Opinión | El ruido y la furia

Europa

El término lo usaban los fenicios para designar el atardecer

Sé o creo saber que un poeta escribió «mucho dice quien dice atardecer». Es posible que el poeta especificase ‘crepúsculo’ en vez de atardecer. En realidad, no sé qué dijo ni quién lo dijo, acaso tan solo imaginé ese verso y me da miedo hacerlo mío no vayan a acusarme de plagio a estas alturas. Pero sea como fuere, es cierto que dice mucho quien dice atardecer.

‘Atardecer’ es muy probable que sea el origen etimológico de la palabra ‘Europa’. Según parece, ‘Europa’ tiene su origen en el término que usaban los fenicios para designar el atardecer. Qué casual y simbólico resulta todo esto en este momento. Porque Europa, últimamente, atardece en sí misma, empeñada en revivir una las peores épocas de su vieja historia. Europa es el Partenón y la ‘Iliada’. Es Roma y el derecho.
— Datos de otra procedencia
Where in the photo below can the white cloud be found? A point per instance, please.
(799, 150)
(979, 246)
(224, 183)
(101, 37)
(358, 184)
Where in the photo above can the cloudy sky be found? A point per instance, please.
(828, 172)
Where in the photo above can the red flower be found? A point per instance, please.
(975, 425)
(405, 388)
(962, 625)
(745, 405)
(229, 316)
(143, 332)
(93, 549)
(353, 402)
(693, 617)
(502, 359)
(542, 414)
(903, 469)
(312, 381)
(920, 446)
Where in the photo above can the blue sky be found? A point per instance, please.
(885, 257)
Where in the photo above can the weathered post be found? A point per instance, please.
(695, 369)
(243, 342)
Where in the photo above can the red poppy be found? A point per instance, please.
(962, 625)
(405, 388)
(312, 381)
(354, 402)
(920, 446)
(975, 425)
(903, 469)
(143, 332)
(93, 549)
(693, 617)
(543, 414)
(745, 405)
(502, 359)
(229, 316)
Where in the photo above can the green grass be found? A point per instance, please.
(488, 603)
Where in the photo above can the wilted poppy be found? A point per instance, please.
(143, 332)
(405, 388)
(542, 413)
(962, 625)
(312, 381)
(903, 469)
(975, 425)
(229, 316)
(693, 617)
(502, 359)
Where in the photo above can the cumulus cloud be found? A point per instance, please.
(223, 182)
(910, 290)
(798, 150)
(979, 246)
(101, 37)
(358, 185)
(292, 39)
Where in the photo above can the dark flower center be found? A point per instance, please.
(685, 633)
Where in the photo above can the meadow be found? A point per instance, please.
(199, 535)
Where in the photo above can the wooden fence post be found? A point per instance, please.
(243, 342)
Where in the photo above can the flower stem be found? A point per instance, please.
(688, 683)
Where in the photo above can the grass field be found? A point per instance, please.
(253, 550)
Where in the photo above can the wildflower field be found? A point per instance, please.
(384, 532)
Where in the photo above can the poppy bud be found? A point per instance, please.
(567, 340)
Es Al Andalus y la Alhambra. Es libertad, igualdad, fraternidad. Y es el Renacimiento y Miguel Ángel y Mozart y Newton y Averroes y Cervantes y Lorca y Beethoven y Descartes y Kant y Platón y Sócrates y Velázquez y Picasso y Renoir y Leonardo, pero es también la Inquisición, las dos guerras mundiales, la muerte de Ana Frank que simboliza millones de muertes... Así que ahora, cuando el fascismo va ganando fuerza y terreno, acaso ya no sea prudente mirar el fenómeno como un catarro pasajero, acaso sea llegado el momento de darnos cuenta de que nos jugamos mucho en las elecciones del 9 de junio, de que nos seguiremos jugando mucho después, que es preciso que despertemos y paremos la ola fascista que nos amenaza porque cada vez que Europa se duerme tiene una pesadilla, sueña el terror.

Hoy escribo esto desde el confín de Europa, desde este sur que habito y que me habita donde por las tardes, cuando el sol empieza a rendirse, camino por la orilla donde Europa termina y desde donde puede verse con nitidez, si sopla poniente, la costa africana. Siempre me ha fascinado el atardecer. De niño iba hasta el extremo de la calle, donde casi acababa la ciudad, donde empezaba el descampado, lo despoblado, lo inexplorado, a buscar el atardecer. Aquello era una arriesgada aventura. Ya de mayor, los horarios laborales me han procurado cientos, quizás miles de amaneceres. Décadas de madrugar más que el sol, de adelantarme a su camino, de ver el alba aparecer en el retrovisor cinco días a la semana, más de cuarenta semanas al año, más de cuarenta años. Y siempre, siempre, he tenido el mismo pensamiento: el atardecer tiene una lumbre que no tiene la mañana, del mismo modo que la niñez tiene una lumbre que no tiene ninguna otra edad. Pero solo a condición de que cuando digamos ‘atardecer’ solo hablemos del fin del día y no, otra vez, del fin del Europa, del fin del mundo.